[NOTE] Vision and NLP Models, AI Agents
Topics on vision and language models, including classic DNN-based image classification, visual question answering, visual object tracking, transformer-based LLM, and their potential applications such as AI agents or robots.
Visual Object Tracking (VOT)
VOT Basics
-
Motion Modeling: estimating the position of object in coming frames to reduce the search space. However, motion may suffer from abrupt abrupt drifts; Appearance modeling can be an alternative to motion modeling.
-
LiDAR (light detection and ranging): is an active sensing system to emit laser light from source, in order to measure the distance/elevation of the target object (by calculating time and intensity).
-
Siamese-based Networks: a pair of identical network branches used in visual object tracking to compare the similarity between the target object and the search region.
- Two-stream: features or templates and search region are extracted separately
- Two-stage: feature extraction (CNN backbones) + relation modeling (e.g., correlation layer to fuse features for state estimate, or using transformer attention mechanism).
- Feature extraction is determined after offline-training, and no feature-target interaction. Not good for one-shot tracking
- One-stream light relation-modeling: relation is modeled in self-attention. The inference is only performed on selected tokens from search region adaptively, which leads to less computational cost.
-
FPN (Feature Pyramid Network):
- An architecture where images of different scales are processed in parallel (fine-grained details and coarse contextual information).
- The multi-scale feature maps are fused together (concatenate or stacking) to generate comprehensive representation. FPN is backbone-agnostic.
-
Predictor Metrics
-
Metrics to evaluate the prediction quality of a tracker
- Precision = $\frac{TP}{TP + FP}$ (in all positive predictions, how many are correct)
- Recall = $\frac{TP}{TP + FN}$ (in all ground truth, how many are correctly predicted)

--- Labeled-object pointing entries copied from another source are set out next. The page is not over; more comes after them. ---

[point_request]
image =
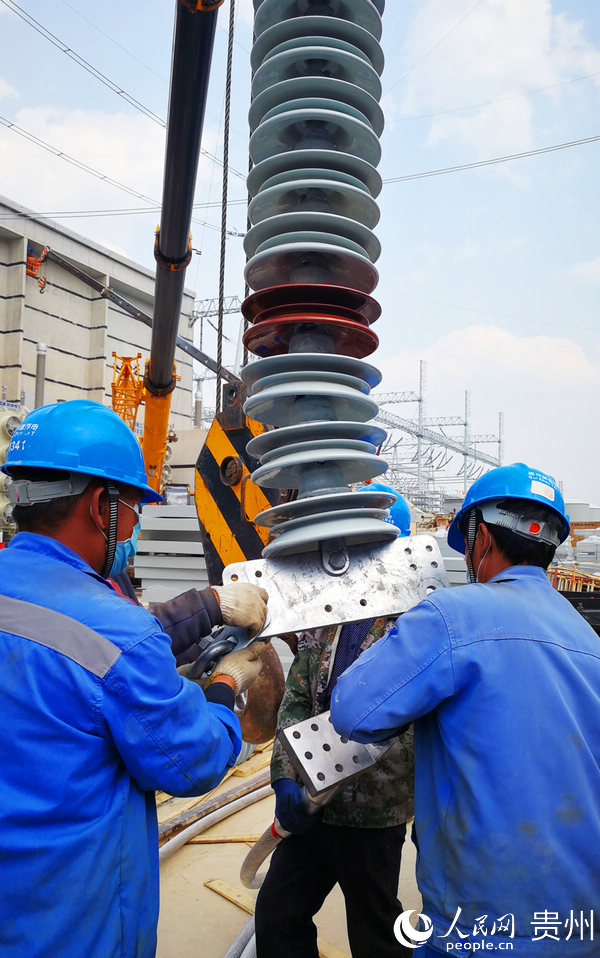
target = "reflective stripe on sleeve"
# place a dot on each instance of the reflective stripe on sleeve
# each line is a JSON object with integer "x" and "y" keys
{"x": 59, "y": 632}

- F1 Score = $\frac{2 \times Precision \times Recall}{Precision + Recall}$ (harmonic mean of precision and recall)
- F1 is a better metric than accuracy when the dataset is imbalanced (e.g., 99% of the data is negative, and 1% is positive).
- F1 score will penalize the FN/FP more than accuracy, while accuracy is more leaned to TN/TP.
-
Aggregate Metrics:
- Taking into account of confidence level (threshold) of the prediction
- A 2D curve of precision-recall relation: lower confidence threshold will lead to higher recall, but lower precision
- AUC (area under curve) is the integral of the precision-recall curve
- AP (average precision) is the average precision at different recall levels.
- mAP (mean average precision) is the mean of APs across different classes.
-
Multi-Modal Models
- OpenAI (CLIP) Contrastive Language-Image Pre-training
- A transferable visual model trained with text supervision; the model can be used for image classification, image querying with natural language.
- CLIP is pre-trained by maximizing the cosine similarity between the image and its corresponding text (while minimizing the similarity of other pairs).